Ein weiterer Unterschied zwischen dem klassischen Menü und dem modernen: Beim klassischen wurden die Vorspeisen (französisch hors d’œuvre, „außerhalb des Werkes“) und die Suppe nicht an der Tafel, sondern in einem anderen Raum vorher gereicht. Somit sind die Entrées (deutsch „Eingang, Beginn“) die eigentlich ersten Speisen an der Tafel. Die Süßspeisen heißen „Zwischengericht“ (französisch Entremets), weil sie zwischen den künstlerischen Einlagen (Musik, Gesang, Tanz) serviert wurden.
Sonderformen
In Küchen nicht-europäischer Kulturkreise kann die Speisefolge eine ganz andere sein. In China zum Beispiel werden mehrere Gerichte gleichzeitig serviert und zum Abschluss eine Suppe gereicht. Desserts sind dort unbekannt, jedoch kommen zusammen mit den anderen Speisen oft auch süße Gerichte auf den Tisch.
Andere Wortbedeutung
Nach den zum Menü gereichten Karten mit der Speisefolge wird der Begriff manchmal auch als Bezeichnung für die allgemeine Speisekarte eines Restaurants verwendet.

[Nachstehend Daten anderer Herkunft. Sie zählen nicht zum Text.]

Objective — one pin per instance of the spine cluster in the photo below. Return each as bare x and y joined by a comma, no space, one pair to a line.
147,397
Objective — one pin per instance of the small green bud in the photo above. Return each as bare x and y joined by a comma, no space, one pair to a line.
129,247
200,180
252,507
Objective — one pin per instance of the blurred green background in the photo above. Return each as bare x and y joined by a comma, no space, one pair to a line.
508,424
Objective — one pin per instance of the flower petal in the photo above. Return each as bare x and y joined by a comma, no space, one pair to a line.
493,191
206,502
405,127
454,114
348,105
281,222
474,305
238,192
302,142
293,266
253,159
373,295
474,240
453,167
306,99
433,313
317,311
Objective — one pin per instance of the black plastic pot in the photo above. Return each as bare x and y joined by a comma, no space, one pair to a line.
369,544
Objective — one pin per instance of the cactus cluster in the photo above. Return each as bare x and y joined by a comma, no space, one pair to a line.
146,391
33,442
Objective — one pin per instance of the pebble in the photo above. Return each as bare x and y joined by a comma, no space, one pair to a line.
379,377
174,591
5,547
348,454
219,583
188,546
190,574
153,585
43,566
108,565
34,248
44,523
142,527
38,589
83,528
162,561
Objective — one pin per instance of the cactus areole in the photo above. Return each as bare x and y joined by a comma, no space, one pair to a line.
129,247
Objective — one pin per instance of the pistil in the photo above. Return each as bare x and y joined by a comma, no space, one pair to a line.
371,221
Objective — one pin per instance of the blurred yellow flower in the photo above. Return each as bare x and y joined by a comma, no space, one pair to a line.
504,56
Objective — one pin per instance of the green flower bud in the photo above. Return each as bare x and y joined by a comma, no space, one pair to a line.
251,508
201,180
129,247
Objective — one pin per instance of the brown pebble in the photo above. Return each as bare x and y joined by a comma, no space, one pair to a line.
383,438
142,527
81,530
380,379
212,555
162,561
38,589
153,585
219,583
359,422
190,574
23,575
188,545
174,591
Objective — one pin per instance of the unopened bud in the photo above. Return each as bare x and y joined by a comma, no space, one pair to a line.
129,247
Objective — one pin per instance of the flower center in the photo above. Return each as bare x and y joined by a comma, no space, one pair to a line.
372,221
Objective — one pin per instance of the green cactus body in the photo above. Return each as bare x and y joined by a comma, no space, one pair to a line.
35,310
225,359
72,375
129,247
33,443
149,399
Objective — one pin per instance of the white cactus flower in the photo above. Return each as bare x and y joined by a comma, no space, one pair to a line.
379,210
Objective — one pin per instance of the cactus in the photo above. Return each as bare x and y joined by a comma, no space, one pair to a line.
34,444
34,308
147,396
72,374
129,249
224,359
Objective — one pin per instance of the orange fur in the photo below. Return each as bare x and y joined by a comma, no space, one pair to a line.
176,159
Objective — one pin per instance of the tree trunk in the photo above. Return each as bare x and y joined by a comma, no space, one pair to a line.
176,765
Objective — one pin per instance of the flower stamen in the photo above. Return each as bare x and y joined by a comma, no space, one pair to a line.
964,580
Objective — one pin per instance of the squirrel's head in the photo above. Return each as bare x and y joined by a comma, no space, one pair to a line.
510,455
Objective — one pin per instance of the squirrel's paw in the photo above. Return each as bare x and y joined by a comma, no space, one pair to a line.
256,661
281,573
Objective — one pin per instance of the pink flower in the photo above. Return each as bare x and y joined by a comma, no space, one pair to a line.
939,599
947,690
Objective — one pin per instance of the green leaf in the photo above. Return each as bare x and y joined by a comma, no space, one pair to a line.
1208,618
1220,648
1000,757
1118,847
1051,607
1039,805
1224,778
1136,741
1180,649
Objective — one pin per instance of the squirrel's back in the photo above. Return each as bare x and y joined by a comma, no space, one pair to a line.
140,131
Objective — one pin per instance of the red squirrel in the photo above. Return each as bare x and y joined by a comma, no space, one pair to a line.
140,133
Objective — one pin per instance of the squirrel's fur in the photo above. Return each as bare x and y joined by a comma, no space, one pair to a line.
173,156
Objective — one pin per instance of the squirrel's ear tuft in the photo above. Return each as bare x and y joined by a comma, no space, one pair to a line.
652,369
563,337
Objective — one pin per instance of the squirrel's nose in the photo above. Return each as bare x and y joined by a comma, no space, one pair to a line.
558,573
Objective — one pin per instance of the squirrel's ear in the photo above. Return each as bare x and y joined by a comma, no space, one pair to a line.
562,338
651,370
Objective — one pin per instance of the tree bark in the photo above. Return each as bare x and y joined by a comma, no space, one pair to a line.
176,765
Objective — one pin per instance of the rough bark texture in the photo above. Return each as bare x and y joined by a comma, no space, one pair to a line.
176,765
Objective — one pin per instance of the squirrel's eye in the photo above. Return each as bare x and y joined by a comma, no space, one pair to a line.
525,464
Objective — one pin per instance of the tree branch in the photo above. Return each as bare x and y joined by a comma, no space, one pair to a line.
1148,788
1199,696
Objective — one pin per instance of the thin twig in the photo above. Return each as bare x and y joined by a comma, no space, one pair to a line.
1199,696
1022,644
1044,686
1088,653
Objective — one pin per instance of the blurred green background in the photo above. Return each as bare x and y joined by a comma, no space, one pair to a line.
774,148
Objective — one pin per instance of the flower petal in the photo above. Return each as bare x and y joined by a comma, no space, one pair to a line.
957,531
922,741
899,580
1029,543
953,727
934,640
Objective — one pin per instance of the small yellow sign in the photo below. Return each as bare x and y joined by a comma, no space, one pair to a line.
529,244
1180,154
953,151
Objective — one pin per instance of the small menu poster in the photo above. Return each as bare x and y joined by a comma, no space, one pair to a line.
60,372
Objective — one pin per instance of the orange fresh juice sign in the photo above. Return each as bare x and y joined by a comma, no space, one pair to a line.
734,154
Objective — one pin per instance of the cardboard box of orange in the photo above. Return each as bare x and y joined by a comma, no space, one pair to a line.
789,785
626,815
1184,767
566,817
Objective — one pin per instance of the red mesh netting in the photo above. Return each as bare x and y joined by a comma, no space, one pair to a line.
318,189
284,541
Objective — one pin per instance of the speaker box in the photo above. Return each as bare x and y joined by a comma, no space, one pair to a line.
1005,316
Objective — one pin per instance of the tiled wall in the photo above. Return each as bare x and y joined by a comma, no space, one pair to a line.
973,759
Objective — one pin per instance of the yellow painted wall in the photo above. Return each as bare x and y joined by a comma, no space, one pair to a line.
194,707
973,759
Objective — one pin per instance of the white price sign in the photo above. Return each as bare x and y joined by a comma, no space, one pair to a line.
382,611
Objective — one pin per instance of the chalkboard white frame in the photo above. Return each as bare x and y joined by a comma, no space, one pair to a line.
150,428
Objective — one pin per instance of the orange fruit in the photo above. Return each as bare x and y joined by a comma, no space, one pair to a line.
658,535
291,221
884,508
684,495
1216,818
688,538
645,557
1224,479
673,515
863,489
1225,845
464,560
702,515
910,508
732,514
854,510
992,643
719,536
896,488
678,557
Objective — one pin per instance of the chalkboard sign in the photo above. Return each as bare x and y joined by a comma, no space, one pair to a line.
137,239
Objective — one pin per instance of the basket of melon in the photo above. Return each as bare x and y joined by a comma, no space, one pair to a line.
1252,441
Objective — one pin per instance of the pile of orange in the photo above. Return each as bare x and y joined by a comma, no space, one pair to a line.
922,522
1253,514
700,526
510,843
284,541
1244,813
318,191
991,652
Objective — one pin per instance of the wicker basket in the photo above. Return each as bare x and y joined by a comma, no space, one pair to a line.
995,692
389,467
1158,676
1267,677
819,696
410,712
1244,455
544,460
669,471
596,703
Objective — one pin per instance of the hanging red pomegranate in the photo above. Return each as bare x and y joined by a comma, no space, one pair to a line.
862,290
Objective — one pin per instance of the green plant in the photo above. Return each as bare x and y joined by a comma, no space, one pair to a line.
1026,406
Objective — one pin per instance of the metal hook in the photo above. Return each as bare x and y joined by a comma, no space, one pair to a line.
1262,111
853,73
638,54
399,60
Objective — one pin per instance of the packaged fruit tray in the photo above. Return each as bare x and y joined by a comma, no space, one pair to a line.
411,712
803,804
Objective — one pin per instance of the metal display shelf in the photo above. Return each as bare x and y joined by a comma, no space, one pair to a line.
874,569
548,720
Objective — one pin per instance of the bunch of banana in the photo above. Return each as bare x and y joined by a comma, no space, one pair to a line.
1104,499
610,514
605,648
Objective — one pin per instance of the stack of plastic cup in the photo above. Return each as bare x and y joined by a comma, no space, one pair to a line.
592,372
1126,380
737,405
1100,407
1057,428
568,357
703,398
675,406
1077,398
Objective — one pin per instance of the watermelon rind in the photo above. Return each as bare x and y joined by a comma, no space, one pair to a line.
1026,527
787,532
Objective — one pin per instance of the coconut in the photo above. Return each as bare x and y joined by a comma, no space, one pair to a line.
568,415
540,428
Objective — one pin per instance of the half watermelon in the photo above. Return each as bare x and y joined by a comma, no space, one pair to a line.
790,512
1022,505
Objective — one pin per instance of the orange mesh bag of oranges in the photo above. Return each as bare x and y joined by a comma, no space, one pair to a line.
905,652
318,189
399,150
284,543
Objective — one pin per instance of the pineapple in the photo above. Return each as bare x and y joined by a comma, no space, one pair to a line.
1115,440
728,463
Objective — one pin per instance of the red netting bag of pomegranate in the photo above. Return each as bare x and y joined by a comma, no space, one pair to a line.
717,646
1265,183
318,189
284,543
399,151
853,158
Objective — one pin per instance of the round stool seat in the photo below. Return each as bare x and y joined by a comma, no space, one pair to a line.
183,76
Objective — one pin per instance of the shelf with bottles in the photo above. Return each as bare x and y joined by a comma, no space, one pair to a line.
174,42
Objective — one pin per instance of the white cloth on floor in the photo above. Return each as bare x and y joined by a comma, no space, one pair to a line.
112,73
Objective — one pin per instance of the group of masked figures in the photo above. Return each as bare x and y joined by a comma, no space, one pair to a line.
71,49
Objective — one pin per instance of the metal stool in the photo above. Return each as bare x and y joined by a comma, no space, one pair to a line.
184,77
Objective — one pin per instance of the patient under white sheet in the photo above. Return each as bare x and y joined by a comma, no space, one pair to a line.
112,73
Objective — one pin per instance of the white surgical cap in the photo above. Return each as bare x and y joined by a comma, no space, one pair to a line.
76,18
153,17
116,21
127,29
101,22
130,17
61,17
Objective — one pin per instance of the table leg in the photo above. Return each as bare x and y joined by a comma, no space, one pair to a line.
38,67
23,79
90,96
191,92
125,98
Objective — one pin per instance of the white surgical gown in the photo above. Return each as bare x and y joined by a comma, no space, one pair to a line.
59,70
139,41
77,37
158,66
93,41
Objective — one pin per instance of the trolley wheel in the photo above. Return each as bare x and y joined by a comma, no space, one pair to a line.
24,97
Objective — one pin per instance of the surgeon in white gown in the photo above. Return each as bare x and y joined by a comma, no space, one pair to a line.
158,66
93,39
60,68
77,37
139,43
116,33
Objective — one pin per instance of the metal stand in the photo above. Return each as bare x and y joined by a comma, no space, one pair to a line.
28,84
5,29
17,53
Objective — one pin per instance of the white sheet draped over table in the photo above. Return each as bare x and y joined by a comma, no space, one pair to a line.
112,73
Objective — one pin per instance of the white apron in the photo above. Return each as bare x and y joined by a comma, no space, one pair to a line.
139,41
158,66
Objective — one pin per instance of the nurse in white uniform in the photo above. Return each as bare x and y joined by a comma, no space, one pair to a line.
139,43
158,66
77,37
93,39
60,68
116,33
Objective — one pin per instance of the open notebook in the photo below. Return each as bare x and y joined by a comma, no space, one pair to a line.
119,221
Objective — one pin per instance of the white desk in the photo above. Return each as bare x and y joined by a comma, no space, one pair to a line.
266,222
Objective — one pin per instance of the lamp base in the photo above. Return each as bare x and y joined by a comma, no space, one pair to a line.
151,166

In den USA bezeichnet Entrée meist das Hauptgericht.
Literatur
- Eugen Pauli: Lehrbuch der Küche. Orell Fuessli Verlag, Aarau 1984, S. 215.
Weblinks
- Literatur von und über Menü im Katalog der Deutschen Nationalbibliothek
Einzelnachweise
- ↑ Ursula Hermann, Knaurs etymologisches Lexikon, 1982, S. 315
- ↑ Macrobius Ambrosius Theodosius, Saturnalia, 3, 13, 11 ff.
- ↑ Plinius der Jüngere, Epistulae 1,15.
- ↑ Margaret Visser, The Rituals of Dinner: The Origins, Evolution, Eccentricities, and Meaning of Table Manners, 1991, S. 198
- ↑ Margaret Visser, The Rituals of Dinner: The Origins, Evolution, Eccentricities, and Meaning of Table Manners, 1991, S. 202
- ↑ Lothar Kolmer: "Finger fertig": eine Kulturgeschichte der Serviette. LIT Verlag Münster, 2008, ISBN 978-3-8258-1307-9 (google.de [abgerufen am 26. Mai 2022]).
- ↑ hotelfach.de - Menükunde. Abgerufen am 15. Juli 2012.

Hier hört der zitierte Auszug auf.